Being a family man is in his blood, growing up in a populous, close-knit home. Since Mercaldo’s long hours call for him to miss holidays and birthdays, when he is with his family he makes the most of it.
“I’m one of five children and we had a big Italian family,” he said. “Every Sunday, we do the big dinner with everyone there at Mom’s house. We all sit around and talk about our week. We’re very into the family part. Family is everything to me, that’s why I work.”
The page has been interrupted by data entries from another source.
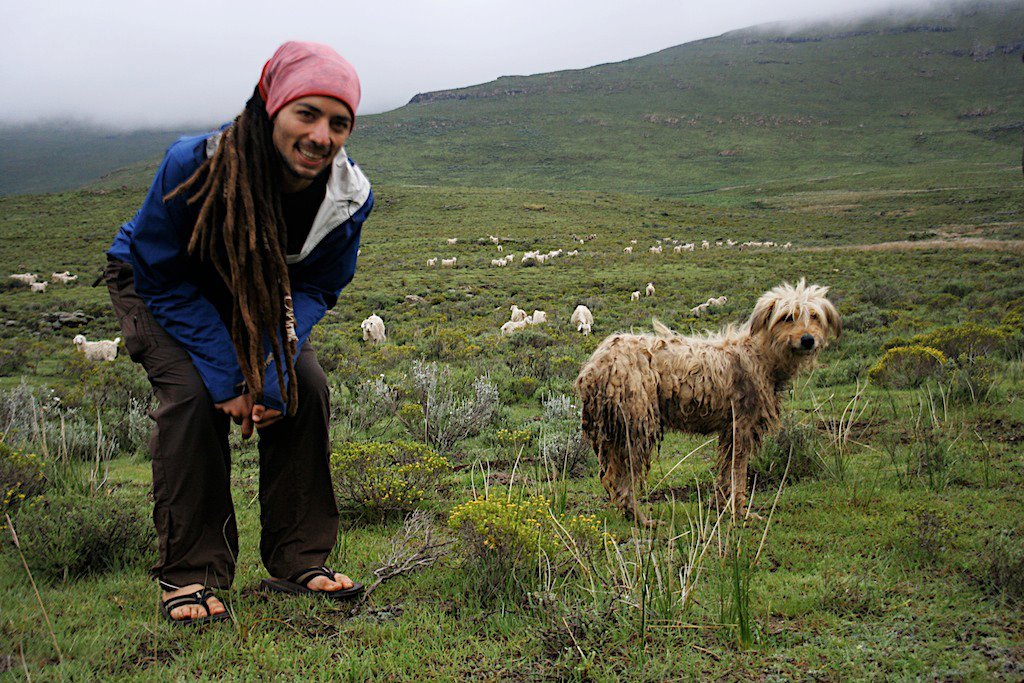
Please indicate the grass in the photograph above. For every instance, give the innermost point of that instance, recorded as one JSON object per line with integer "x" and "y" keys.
{"x": 875, "y": 573}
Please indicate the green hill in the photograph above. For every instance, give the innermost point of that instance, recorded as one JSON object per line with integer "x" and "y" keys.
{"x": 929, "y": 95}
{"x": 906, "y": 101}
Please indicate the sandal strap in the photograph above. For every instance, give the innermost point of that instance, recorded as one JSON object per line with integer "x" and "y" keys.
{"x": 201, "y": 597}
{"x": 305, "y": 575}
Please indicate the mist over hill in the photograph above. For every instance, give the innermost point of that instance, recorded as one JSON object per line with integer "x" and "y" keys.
{"x": 932, "y": 91}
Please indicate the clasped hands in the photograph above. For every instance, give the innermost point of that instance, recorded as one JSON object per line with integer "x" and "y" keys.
{"x": 244, "y": 412}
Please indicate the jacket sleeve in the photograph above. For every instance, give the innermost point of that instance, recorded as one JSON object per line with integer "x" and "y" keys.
{"x": 315, "y": 286}
{"x": 161, "y": 264}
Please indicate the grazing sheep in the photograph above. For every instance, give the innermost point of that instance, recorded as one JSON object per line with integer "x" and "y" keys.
{"x": 373, "y": 330}
{"x": 730, "y": 383}
{"x": 513, "y": 326}
{"x": 517, "y": 313}
{"x": 583, "y": 319}
{"x": 104, "y": 349}
{"x": 24, "y": 278}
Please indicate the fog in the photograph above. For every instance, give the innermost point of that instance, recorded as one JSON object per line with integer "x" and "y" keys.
{"x": 143, "y": 63}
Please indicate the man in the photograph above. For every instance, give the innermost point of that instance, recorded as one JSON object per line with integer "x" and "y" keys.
{"x": 245, "y": 241}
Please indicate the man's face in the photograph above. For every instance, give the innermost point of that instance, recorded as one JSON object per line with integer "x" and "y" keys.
{"x": 308, "y": 133}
Mercaldo also has another family, who he spends days on end with, on and off the clock.
“My fire department, I consider them family,” Mercaldo said. “We work together and play together. Our kids play together. We live there, our stations are like our homes. We cook together, eat together, go on calls together and relax together. That’s what they do, one little thing and they’ll all go over.”
And while life has had its big up’s and low down’s, Mercaldo has always pursued what he loves the most, and plans to continue doing so.
“I get to go out and make a difference,” said Mercaldo. “I get to see people at their worst and at their best. I see a lot of tragedy and see a lot of people pass away, I’ve delivered five children. You get to see the good and the bad…The profession itself, I’ve done every aspect, I’ve worked everywhere. I’ve worked on helicopter, literally every aspect I’ve dabbled in and have come full circle with it now. I guess I’ll always be a paramedic.”